Keynote Address of the Conference "Animals, Agency, and Slaving in the Atlantic World)

John Garrigus, Dept. of History, University of Texas, Arlington, “An epidemic that can only be stopped by the most violent remedy”: African ‘Poisons' versus Animal Disease in Saint-Domingue, 1750-1788” Comment - Stephen Bell, Depts. of History and Geography, UCLA



Thursday, April 23, 2020
10:00 AM - 4:30 PM
Zoom

 

This conference explored the ways in which human-animal interactions shaped the lives, labors, and ideas of enslaved people of African descent in the Atlantic world from the early modern period onwards.

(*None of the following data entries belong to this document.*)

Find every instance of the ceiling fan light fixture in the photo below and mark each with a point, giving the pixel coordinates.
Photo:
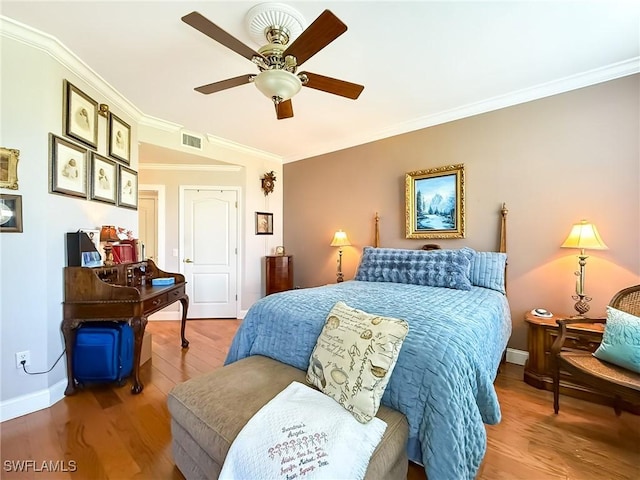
(277, 84)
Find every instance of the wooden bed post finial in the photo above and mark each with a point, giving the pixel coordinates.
(503, 229)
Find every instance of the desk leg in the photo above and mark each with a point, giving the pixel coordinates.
(138, 324)
(69, 333)
(185, 306)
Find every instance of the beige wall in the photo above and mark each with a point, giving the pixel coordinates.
(553, 161)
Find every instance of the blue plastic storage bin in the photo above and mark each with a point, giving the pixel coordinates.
(103, 352)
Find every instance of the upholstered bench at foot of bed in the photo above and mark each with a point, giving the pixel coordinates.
(208, 412)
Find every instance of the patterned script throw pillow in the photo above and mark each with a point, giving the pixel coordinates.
(354, 357)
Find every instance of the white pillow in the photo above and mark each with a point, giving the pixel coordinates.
(354, 357)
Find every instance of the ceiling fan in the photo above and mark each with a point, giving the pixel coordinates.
(277, 60)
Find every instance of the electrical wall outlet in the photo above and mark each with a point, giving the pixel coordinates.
(23, 356)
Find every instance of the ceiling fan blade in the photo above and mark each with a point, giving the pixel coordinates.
(333, 85)
(284, 109)
(224, 84)
(324, 30)
(210, 29)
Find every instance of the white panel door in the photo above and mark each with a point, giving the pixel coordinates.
(210, 252)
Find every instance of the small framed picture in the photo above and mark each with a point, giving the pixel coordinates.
(68, 167)
(127, 188)
(94, 236)
(80, 115)
(10, 213)
(104, 176)
(119, 139)
(264, 223)
(9, 168)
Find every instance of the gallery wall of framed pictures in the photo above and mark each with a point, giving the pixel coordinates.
(76, 168)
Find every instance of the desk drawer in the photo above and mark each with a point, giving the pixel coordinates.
(155, 303)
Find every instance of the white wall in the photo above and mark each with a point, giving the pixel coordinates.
(31, 269)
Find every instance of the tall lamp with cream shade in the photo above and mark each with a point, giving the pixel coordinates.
(584, 236)
(340, 240)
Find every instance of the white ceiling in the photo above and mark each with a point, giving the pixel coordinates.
(422, 63)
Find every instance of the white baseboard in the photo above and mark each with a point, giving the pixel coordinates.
(25, 404)
(519, 357)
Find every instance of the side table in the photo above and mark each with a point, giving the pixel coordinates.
(538, 368)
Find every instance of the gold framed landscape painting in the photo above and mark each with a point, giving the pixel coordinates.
(80, 115)
(9, 168)
(435, 202)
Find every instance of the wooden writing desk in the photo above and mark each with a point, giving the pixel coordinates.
(119, 293)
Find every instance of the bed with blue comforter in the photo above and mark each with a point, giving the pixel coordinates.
(443, 379)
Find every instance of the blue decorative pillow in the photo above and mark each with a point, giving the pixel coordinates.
(434, 268)
(621, 340)
(487, 269)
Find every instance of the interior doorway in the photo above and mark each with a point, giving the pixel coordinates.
(209, 250)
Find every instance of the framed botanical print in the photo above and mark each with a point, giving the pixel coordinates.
(127, 188)
(80, 115)
(104, 176)
(10, 213)
(68, 167)
(119, 139)
(9, 168)
(264, 223)
(435, 202)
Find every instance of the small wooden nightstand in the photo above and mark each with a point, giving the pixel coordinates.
(279, 273)
(538, 369)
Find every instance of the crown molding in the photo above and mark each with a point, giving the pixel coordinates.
(192, 167)
(239, 147)
(29, 36)
(563, 85)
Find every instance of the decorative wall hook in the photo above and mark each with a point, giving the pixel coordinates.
(268, 182)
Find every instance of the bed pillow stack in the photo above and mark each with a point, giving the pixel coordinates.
(433, 268)
(354, 357)
(487, 269)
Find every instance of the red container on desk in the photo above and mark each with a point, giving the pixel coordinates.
(123, 253)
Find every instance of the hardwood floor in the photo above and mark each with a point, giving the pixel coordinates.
(105, 432)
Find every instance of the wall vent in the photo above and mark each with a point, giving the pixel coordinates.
(191, 141)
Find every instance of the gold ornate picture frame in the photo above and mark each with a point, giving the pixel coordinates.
(9, 158)
(119, 139)
(80, 115)
(264, 223)
(435, 202)
(10, 213)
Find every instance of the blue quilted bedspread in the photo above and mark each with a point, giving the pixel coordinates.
(443, 380)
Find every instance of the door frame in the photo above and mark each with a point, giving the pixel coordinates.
(161, 226)
(239, 242)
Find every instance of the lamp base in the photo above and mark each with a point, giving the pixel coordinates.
(581, 305)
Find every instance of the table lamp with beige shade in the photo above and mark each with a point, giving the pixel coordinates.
(340, 240)
(584, 236)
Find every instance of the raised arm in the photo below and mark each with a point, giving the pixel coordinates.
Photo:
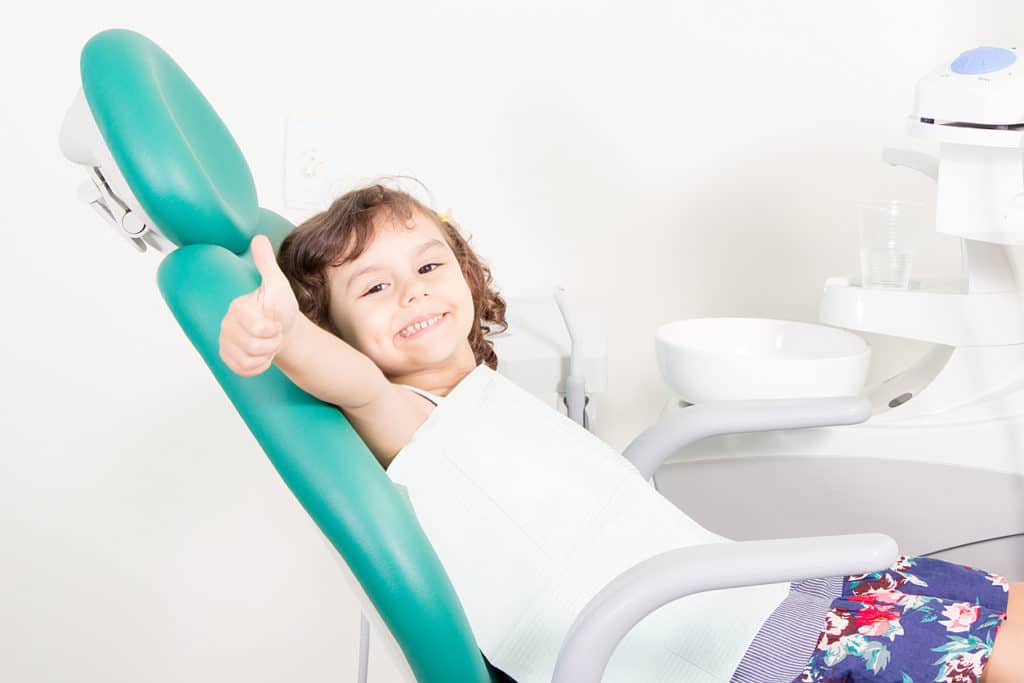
(265, 326)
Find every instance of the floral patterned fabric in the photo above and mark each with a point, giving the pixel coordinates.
(922, 621)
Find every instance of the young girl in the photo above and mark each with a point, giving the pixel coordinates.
(379, 306)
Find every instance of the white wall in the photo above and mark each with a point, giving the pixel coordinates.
(671, 160)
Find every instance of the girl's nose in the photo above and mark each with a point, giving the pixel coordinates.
(415, 291)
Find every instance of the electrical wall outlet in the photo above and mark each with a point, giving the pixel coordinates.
(310, 163)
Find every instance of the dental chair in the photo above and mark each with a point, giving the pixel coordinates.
(165, 172)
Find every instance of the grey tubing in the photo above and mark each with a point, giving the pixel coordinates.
(576, 396)
(638, 591)
(664, 438)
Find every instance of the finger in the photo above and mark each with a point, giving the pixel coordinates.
(264, 259)
(256, 347)
(248, 318)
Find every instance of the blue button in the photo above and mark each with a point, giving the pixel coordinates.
(983, 60)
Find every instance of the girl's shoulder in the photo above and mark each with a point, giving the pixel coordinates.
(388, 423)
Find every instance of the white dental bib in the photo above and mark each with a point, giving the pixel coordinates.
(531, 515)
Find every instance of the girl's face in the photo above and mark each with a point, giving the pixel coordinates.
(408, 275)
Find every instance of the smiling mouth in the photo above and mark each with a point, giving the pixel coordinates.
(419, 330)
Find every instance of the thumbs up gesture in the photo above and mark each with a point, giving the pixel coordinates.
(257, 325)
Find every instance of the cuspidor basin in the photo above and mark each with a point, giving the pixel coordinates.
(739, 358)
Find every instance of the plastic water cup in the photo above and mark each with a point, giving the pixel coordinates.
(886, 232)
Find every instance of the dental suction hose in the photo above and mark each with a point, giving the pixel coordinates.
(576, 384)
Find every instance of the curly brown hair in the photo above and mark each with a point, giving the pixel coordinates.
(340, 233)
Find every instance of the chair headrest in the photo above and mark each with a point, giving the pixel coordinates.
(173, 153)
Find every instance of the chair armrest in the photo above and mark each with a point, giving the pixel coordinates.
(667, 436)
(655, 582)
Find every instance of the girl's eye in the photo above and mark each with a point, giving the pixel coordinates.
(431, 266)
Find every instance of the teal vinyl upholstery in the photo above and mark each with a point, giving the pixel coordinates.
(189, 176)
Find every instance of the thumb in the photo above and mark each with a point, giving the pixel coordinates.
(272, 282)
(264, 259)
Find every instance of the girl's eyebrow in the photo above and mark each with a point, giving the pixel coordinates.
(429, 244)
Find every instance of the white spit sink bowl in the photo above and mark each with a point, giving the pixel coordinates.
(739, 358)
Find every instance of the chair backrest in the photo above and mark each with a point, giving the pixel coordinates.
(167, 156)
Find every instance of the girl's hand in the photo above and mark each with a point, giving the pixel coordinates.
(257, 325)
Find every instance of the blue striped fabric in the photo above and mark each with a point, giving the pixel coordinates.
(786, 639)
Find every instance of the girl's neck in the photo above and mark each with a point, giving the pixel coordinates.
(441, 379)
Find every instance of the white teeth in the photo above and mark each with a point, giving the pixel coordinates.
(419, 326)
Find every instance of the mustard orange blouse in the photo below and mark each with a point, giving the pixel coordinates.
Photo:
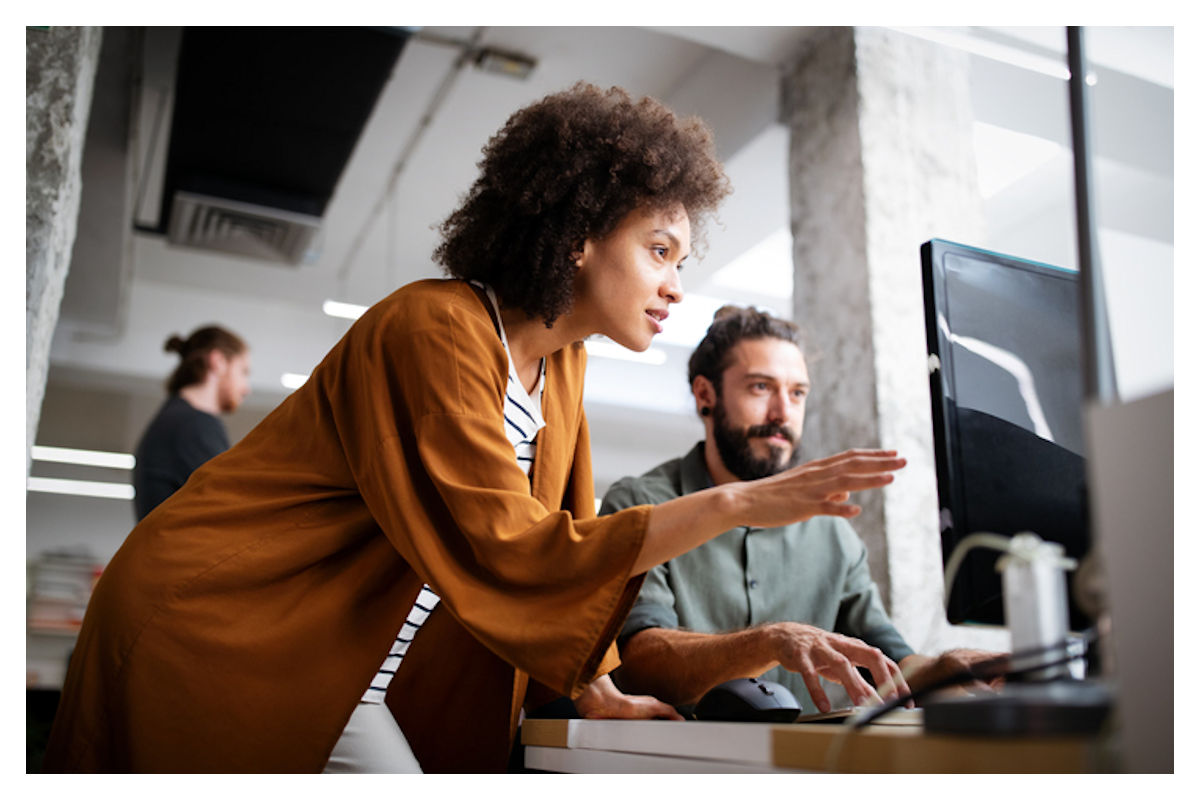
(241, 620)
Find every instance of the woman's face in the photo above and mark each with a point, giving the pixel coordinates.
(629, 278)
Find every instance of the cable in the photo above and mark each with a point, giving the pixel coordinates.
(983, 671)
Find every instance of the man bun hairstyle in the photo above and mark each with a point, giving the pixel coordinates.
(565, 169)
(193, 354)
(733, 324)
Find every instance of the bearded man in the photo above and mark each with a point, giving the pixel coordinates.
(795, 605)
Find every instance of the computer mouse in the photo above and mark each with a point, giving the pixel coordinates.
(748, 699)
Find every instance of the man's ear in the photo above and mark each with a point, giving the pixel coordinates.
(706, 395)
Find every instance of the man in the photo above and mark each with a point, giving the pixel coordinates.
(211, 379)
(793, 603)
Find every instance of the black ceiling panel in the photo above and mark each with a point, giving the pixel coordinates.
(270, 115)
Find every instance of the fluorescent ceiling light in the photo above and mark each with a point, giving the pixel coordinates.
(85, 457)
(82, 488)
(345, 310)
(606, 349)
(765, 269)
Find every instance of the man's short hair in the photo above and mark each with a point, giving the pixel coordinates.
(565, 169)
(733, 324)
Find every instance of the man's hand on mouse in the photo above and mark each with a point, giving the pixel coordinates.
(815, 654)
(603, 701)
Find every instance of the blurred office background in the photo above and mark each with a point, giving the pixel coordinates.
(349, 228)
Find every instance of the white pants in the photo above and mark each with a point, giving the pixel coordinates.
(372, 743)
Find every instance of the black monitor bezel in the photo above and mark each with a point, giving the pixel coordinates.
(952, 503)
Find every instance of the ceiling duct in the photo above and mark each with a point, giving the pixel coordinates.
(264, 122)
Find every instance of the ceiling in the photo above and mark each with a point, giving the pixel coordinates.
(435, 107)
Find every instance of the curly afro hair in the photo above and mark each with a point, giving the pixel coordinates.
(565, 169)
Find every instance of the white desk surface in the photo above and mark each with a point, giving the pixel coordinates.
(665, 746)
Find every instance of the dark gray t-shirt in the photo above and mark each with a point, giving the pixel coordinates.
(179, 439)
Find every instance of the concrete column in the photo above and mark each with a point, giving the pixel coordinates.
(60, 70)
(881, 161)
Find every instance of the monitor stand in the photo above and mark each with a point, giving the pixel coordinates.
(1053, 708)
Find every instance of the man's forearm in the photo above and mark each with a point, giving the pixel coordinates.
(679, 666)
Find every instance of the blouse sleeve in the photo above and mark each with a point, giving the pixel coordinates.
(420, 397)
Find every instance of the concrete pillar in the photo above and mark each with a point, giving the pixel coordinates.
(60, 70)
(881, 161)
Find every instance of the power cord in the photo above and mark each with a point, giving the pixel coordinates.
(985, 671)
(982, 671)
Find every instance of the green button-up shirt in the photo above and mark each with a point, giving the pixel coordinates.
(813, 572)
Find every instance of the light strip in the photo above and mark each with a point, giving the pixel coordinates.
(610, 350)
(345, 310)
(293, 379)
(83, 488)
(85, 457)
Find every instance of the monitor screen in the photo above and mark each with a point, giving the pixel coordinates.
(1007, 390)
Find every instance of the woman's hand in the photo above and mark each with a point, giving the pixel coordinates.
(603, 701)
(819, 487)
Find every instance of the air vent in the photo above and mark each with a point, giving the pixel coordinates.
(240, 228)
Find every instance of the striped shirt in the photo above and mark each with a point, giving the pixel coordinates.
(522, 421)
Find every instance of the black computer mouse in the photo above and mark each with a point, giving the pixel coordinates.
(748, 699)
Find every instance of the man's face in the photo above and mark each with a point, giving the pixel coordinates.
(233, 380)
(759, 414)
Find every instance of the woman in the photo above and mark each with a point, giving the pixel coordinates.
(244, 620)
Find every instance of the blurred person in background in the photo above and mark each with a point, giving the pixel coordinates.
(213, 378)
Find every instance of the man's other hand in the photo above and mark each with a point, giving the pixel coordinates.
(924, 672)
(603, 701)
(815, 654)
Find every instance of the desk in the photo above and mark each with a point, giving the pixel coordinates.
(664, 746)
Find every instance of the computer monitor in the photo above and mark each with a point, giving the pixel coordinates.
(1007, 390)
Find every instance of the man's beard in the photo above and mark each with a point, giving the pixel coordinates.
(733, 446)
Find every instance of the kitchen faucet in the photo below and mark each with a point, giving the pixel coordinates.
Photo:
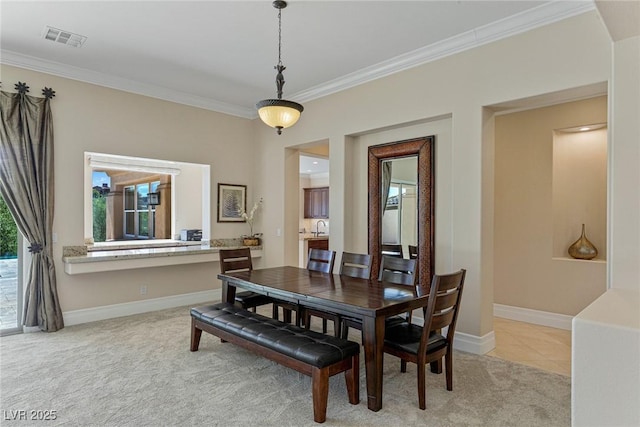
(318, 224)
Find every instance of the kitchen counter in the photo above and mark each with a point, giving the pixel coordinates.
(311, 236)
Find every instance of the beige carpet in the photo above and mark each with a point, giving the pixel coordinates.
(138, 371)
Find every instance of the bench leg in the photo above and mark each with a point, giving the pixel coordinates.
(320, 391)
(195, 335)
(352, 378)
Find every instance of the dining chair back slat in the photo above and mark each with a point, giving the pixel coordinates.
(400, 271)
(321, 260)
(425, 344)
(235, 260)
(356, 265)
(392, 250)
(232, 260)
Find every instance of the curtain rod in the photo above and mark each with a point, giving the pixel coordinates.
(23, 89)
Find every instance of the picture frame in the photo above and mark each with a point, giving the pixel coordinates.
(232, 200)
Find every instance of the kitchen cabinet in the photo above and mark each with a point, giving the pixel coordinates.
(316, 202)
(318, 244)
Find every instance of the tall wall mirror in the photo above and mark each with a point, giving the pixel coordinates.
(401, 202)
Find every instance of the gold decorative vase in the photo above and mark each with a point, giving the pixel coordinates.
(583, 248)
(251, 241)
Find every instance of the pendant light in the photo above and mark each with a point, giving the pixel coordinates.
(279, 113)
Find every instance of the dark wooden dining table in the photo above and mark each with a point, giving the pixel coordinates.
(367, 300)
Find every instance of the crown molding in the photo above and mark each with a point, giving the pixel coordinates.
(543, 15)
(119, 83)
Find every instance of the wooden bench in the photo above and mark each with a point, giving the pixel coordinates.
(311, 353)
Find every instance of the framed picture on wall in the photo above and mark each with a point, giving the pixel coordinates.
(232, 200)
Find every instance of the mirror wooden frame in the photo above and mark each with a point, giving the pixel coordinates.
(424, 148)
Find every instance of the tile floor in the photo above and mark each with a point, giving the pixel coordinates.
(534, 345)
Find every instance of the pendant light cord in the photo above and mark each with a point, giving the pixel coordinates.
(280, 68)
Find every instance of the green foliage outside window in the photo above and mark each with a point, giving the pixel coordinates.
(8, 232)
(99, 217)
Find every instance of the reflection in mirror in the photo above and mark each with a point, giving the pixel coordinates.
(411, 196)
(399, 202)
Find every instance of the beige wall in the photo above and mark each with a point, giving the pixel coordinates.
(98, 119)
(538, 203)
(571, 53)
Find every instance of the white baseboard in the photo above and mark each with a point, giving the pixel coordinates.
(544, 318)
(76, 317)
(474, 344)
(467, 342)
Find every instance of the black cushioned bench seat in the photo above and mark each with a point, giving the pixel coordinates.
(308, 352)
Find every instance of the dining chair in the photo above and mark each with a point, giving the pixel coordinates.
(240, 260)
(392, 250)
(356, 265)
(399, 271)
(323, 260)
(425, 344)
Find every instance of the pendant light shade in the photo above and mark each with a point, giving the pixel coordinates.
(279, 113)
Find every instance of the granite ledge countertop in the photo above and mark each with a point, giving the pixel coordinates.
(79, 254)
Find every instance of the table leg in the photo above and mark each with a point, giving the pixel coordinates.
(373, 341)
(228, 292)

Rather than see plantation colonies and routes of slaving between colonial worlds as incommensurably different spaces, our attention turned to more-than-human geographies throughout the African diaspora–from Panama to Hispaniola, Antigua, Jamaica, and South Carolina–that existed across imperial boundaries. Seeing how forms of ritual practice and intellectual exchange involving animals in obeah, vodun, and candomblé brings into sharp relief how communities from very diverse ethnolinguistic backgrounds engaged nonhuman worlds in similar modes ranging from producing apotropaic bundles to sacrifices for the purposes of drawing on supernatural and ancestral powers and for attacking slaveholders. By looking at material environments of slavery, including maroon towns and livestock pens, we further considered how diasporic Africans remade physical landscapes with stolen animals and how enslavers struggled to transform slaves and animals into equivalent subjects on the ground. We hope that these discussions involving different contexts in the Americas further longstanding scholarly interest in the recreation or reimagination of Atlantic African communities in the Americas, and further question ongoing debates surrounding agency as a useful conceptual apparatus.

Keynote Speaker

John Garrigus, Dept. of History, University of Texas, Arlington, “An epidemic that can only be stopped by the most violent remedy”: African ‘Poisons’ versus Animal Disease in Saint-Domingue, 1750-1788” 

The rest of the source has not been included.